What entity takes over responsibility for monitoring and remediation in the long term (after project developer liability expires)? How long does that responsibility last?
To what extent should states be granted primacy to develop and enforce their own regulations around site selection and monitoring based on state-specific circumstances?
To what extent should the amount of stored CO2 be prioritized and maximized in EOR operations (Class II wells)? Currently, because CO2 is an expense for EOR, the operator has an incentive to reduce the amount of CO2 injected compared to the amount of oil produced, but reversing this would increase the net carbon benefit of CO2-EOR.
Injection of CO2 into the ground has been happening since the 1970s through EOR, where CO2 is injected into depleted oil reservoirs to produce additional oil. As the oil is produced, the injected CO2 ultimately takes the place of that oil in the pore spaces of the rocks. Dedicated CO2 sequestration has also been taking place in a handful of projects around the world (including in the U.S.), starting in the mid-1990s. Storage through mineralization has been piloted in Washington State (as well as in Iceland).
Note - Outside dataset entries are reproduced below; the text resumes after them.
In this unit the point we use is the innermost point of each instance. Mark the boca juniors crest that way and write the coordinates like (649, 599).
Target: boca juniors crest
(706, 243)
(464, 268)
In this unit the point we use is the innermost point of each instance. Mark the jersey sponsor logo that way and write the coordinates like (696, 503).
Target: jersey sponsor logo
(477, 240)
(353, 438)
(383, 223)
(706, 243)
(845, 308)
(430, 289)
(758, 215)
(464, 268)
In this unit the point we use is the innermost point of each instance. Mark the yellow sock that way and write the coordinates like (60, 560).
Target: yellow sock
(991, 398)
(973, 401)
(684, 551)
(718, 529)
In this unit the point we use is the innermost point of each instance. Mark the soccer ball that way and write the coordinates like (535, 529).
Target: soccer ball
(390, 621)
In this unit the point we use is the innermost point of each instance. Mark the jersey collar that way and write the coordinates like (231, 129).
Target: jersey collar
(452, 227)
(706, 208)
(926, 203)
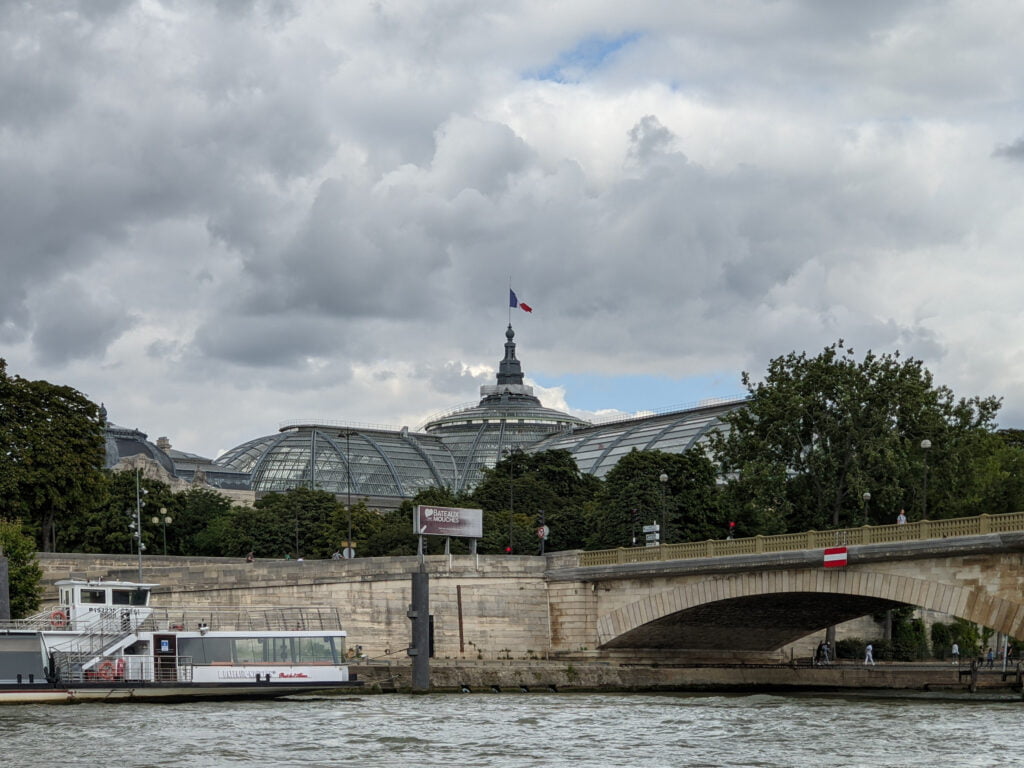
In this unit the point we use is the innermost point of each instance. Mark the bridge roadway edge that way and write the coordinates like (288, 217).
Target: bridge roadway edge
(856, 554)
(513, 607)
(927, 680)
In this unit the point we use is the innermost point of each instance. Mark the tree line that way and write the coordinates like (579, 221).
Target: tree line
(824, 440)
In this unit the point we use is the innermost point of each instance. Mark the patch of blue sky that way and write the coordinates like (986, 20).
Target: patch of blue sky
(633, 393)
(589, 54)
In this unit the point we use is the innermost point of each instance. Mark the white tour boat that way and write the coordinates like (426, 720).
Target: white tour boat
(104, 642)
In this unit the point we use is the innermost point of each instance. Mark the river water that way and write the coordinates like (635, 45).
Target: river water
(512, 730)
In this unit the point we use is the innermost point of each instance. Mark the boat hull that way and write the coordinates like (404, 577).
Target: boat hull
(165, 691)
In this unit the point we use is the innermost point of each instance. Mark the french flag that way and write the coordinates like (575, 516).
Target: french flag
(835, 557)
(514, 302)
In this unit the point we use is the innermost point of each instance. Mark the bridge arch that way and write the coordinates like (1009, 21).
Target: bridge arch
(766, 610)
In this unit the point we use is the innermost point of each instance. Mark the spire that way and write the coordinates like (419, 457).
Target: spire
(509, 388)
(509, 370)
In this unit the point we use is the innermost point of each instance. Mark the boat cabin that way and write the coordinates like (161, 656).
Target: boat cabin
(89, 604)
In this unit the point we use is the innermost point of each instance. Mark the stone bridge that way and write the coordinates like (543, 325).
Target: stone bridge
(753, 605)
(742, 607)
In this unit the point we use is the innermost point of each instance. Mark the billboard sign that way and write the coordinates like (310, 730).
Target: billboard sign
(453, 521)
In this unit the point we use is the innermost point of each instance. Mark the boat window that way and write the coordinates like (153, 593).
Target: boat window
(315, 649)
(206, 649)
(129, 597)
(281, 649)
(250, 650)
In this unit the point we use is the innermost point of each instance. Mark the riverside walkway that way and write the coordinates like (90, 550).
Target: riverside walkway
(810, 540)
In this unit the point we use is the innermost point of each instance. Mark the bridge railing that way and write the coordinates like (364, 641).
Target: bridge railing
(810, 540)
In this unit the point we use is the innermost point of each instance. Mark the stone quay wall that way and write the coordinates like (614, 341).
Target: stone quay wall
(480, 611)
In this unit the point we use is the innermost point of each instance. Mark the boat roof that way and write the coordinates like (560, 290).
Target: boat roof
(101, 583)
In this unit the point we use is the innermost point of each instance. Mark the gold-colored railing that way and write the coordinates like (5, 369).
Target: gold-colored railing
(810, 540)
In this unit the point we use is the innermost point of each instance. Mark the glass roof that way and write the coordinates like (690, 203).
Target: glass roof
(360, 463)
(598, 449)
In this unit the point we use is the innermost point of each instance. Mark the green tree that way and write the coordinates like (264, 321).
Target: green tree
(819, 431)
(195, 513)
(109, 524)
(24, 572)
(523, 488)
(633, 496)
(293, 522)
(52, 455)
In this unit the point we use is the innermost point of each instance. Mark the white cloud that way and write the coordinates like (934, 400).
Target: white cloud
(222, 216)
The U.S. EPA has established guidelines for siting, operating, and closing different types of injection wells through the Underground Injection Control program of the Safe Drinking Water Act. Class II wells, where CO2 could be injected for enhanced oil recovery, are generally regulated by states to which EPA has delegated primacy, and these regulations vary state by state.
The guidelines for Class VI geologic storage wells were established in 2010 and to date the EPA has issued six permits to two projects. Four permits, which have since expired, were issued to the FutureGen Alliance in Morgan County, Illinois, and two permits to the Archer Daniels Midland (ADM) ethanol plant—a government-supported demonstration plant in Decatur, Illinois, that is capturing and sequestering 0.9 MtCO2 per year.
The Class VI permitting process includes consideration of siting, site characterization, construction, operation, monitoring, and site closure of Class VI wells, including post-injection monitoring for up to 50 years to ensure that injected CO2 has stabilized and no longer poses a threat to drinking water. It requires in-depth modeling and analysis to predict the behavior of, and area affected by, injected CO2, as well as a plan of action in case the injected CO2 does not behave according to expectations and endangers drinking water supplies. Individual states can apply for Class VI primacy to approve applications within their state instead of EPA. North Dakota is thus far the only state with this authority, having applied in June 2013 and been granted primacy in April 2018.